Mais on peut se demander pour quelle raison ces mariages seront favorisés ? Et bien, les filles d'Acher étaient en fait tellement belles que les célibataires de toutes les tribus voulaient les épouser. De ce fait, elles avaient l'embarras du choix pour choisir leur conjoint et choisissaient donc des hommes de la plus haute stature, les grands prêtres.

Mais n'est-ce pas étrange, tout de même, pour le Cohen Gadol, c’est-à-dire l’homme le plus saint de tout le peuple juif, de choisir une femme parce qu’elle est belle ?!

En fait, quand la Torah met en exergue la beauté d'une femme juive, il s’agit d’une beauté profonde, une beauté intérieure. “La gloire des princesses d'Israël se trouve à l'intérieur”[3]. La discrétion qui caractérisait leurs actes et leur conduite leur conférait une aura splendide. D’où la beauté si spéciale qui émanait de leur être tout entier.

En fait, cette caractéristique correspondait parfaitement au Cohen Gadol. Il était le seul à avoir accès, une fois par an, le jour de Yom Kippour, aux Tables de la Loi sur lesquelles étaient gravées les Dix Commandements, et qui se trouvaient dans le Kodech Hakodachim, la pièce du Beth Hamikdach accessible seulement à lui, en ce Jour Saint. Ces tables étaient “gravées” afin de nous faire comprendre que l’engagement envers Hachem doit être si profond et si authentique qu’il doit être gravé dans la chair. C’est le message que devait véhiculer le Cohen Gadol au peuple juif chaque année après être rentré en contact avec les Tables de la Loi gravées.

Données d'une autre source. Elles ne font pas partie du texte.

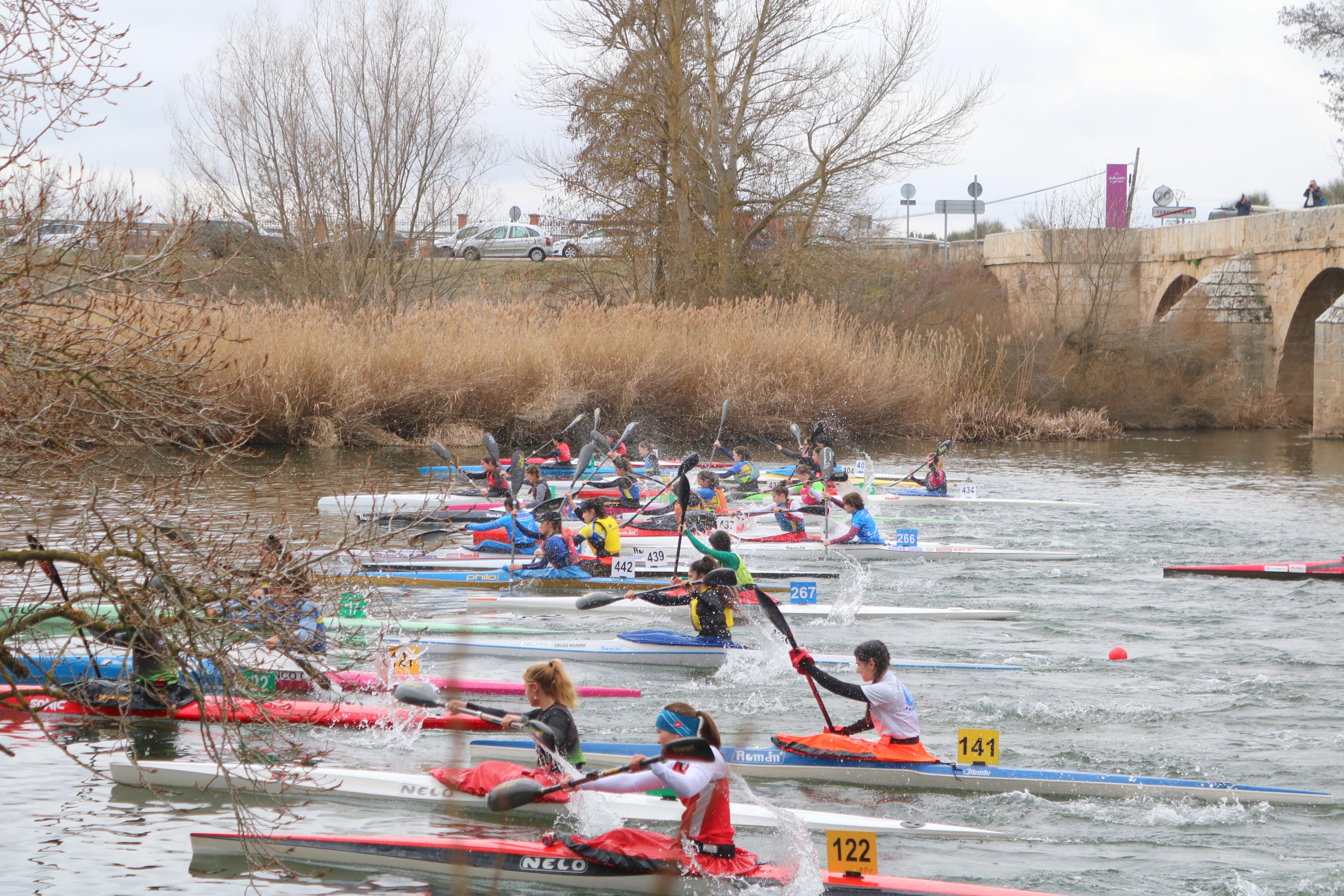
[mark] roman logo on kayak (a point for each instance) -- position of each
(549, 863)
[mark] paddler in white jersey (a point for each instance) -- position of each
(892, 710)
(701, 786)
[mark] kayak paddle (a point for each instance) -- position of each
(423, 694)
(522, 792)
(724, 418)
(776, 617)
(595, 600)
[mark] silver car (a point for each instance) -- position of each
(507, 241)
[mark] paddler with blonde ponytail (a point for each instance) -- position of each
(553, 695)
(701, 786)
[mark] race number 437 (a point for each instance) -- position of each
(978, 746)
(407, 660)
(853, 852)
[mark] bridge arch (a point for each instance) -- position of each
(1296, 363)
(1172, 295)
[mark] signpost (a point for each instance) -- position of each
(908, 199)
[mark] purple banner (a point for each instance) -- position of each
(1117, 178)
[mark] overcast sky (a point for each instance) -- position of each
(1207, 88)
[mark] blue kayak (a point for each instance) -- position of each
(769, 762)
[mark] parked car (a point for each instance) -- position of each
(506, 241)
(595, 242)
(54, 236)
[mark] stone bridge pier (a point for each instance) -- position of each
(1276, 280)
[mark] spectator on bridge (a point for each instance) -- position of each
(1314, 196)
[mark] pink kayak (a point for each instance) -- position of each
(1301, 570)
(373, 683)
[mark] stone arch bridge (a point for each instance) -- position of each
(1277, 280)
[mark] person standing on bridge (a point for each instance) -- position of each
(1314, 196)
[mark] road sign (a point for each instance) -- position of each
(959, 207)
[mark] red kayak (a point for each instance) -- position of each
(621, 860)
(1304, 570)
(305, 712)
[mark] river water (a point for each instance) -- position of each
(1232, 680)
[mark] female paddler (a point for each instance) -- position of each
(701, 786)
(555, 559)
(551, 694)
(892, 711)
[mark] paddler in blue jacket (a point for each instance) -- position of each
(742, 472)
(554, 559)
(863, 528)
(519, 526)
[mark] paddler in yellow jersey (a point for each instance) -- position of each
(710, 594)
(601, 534)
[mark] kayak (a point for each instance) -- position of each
(652, 647)
(373, 683)
(915, 496)
(305, 712)
(1305, 570)
(501, 581)
(546, 604)
(549, 863)
(769, 762)
(421, 788)
(405, 503)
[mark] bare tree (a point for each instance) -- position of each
(728, 125)
(342, 131)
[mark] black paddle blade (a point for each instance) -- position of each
(513, 794)
(772, 612)
(721, 577)
(515, 472)
(581, 464)
(429, 541)
(689, 464)
(595, 600)
(542, 733)
(690, 749)
(419, 694)
(682, 488)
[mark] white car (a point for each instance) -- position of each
(593, 244)
(53, 236)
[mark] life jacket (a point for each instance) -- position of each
(831, 746)
(607, 533)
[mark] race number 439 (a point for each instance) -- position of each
(978, 746)
(407, 660)
(851, 852)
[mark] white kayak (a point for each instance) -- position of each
(794, 551)
(420, 788)
(548, 604)
(648, 648)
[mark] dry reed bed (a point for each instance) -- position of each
(320, 379)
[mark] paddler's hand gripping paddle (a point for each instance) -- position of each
(423, 694)
(776, 617)
(522, 792)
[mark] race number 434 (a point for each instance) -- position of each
(978, 746)
(851, 852)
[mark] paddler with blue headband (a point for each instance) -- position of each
(701, 786)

“Le service divin ne peut pas être superficiel ! Vous devez graver votre amour d’Hachem dans votre corps, dans votre chair, comme ces tables qui sont gravées elles aussi ! Vous devez servir Hachem, pas seulement avec votre esprit, mais votre corps aussi doit servir Hachem” : voici les messages qui étaient transmis par le Cohen Gadol aux Bné Israël chaque année à Yom Kippour, après être rentré en contact avec les Tables de la Loi.
De même, la beauté des filles de Acher, à la fois physique et spirituelle, faisait le lien entre le corps et l’esprit. Elles étaient donc les épouses les plus adaptées au message véhiculé par le Cohen Gadol, car elles incarnaient cette idée de lier le corps et l’esprit, de lier la matérialité à la spiritualité, afin de servir Hachem de façon entière et complète.

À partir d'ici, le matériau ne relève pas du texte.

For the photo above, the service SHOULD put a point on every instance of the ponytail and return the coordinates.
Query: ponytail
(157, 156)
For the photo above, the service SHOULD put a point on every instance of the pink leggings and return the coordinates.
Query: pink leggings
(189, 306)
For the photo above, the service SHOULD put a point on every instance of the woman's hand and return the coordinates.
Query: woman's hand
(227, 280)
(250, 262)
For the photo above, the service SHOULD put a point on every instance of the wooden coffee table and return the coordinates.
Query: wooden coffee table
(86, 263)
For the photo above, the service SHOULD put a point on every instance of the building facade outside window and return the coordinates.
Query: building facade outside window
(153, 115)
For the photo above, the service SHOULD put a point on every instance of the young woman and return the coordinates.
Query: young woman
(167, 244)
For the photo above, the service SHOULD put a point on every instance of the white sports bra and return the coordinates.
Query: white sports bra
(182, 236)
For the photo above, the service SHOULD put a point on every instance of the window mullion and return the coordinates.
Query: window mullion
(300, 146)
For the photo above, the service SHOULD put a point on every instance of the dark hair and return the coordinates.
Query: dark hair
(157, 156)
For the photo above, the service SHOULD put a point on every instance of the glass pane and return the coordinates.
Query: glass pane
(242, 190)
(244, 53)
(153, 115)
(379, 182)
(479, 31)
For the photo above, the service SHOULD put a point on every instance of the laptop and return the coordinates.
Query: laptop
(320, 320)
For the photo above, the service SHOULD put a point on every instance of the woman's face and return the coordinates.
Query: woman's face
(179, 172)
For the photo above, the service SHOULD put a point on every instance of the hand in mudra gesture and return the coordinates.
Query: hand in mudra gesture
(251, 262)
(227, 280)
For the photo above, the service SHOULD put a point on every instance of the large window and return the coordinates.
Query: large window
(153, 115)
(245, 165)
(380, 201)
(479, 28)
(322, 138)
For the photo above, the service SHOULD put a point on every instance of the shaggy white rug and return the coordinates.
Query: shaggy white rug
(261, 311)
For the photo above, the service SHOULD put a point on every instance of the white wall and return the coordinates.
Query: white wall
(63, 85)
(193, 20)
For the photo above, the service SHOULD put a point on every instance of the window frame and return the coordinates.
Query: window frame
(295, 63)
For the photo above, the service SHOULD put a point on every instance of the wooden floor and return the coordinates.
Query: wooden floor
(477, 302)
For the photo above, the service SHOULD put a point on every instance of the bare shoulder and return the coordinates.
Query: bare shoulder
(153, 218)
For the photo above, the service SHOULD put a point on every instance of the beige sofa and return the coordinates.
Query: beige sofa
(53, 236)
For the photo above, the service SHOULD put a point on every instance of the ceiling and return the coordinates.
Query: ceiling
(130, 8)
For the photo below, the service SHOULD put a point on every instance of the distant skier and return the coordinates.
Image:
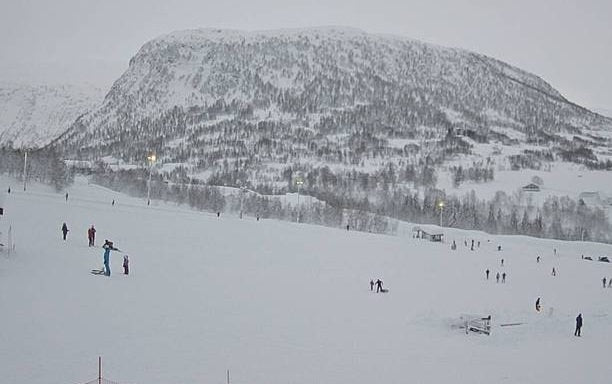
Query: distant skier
(578, 325)
(91, 236)
(108, 246)
(378, 285)
(64, 230)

Enfin, les filles de Acher n’étaient pas que des épouses très dignes, elles étaient également des mères remarquables. Portant en elles les valeurs de modestie et d’authenticité, ceux sont les valeurs qu’elles ont naturellement transmises à leurs enfants. De chercher à vouloir plaire à Hachem en permanence - et non pas aux hommes -, de faire de la beauté un outil inspirant tout en gardant les limites, et de graver l’amour d’Hachem au plus profond de leur être, étaient quelques-uns des messages essentiels transmis par les filles de Acher à leurs enfants.
Pas étonnant qu’elles aient mérité d’avoir parmi leur descendance des enfants d’une si haute stature et d’une si grande sainteté.

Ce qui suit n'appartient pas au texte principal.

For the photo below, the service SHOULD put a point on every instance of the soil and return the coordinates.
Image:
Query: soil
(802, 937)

Et c’est ce que nous souhaitons à toutes les mamans : qu’elles aient, elles aussi, le mérite de graver dans le coeur de leurs enfants un amour authentique et débordant pour Hachem de la façon la plus authentique, la plus vraie et la plus splendide qui soit !

Inspiré du Rabbi de Loubavitch Likouté Si’hot, vol. 1, p. 109–110.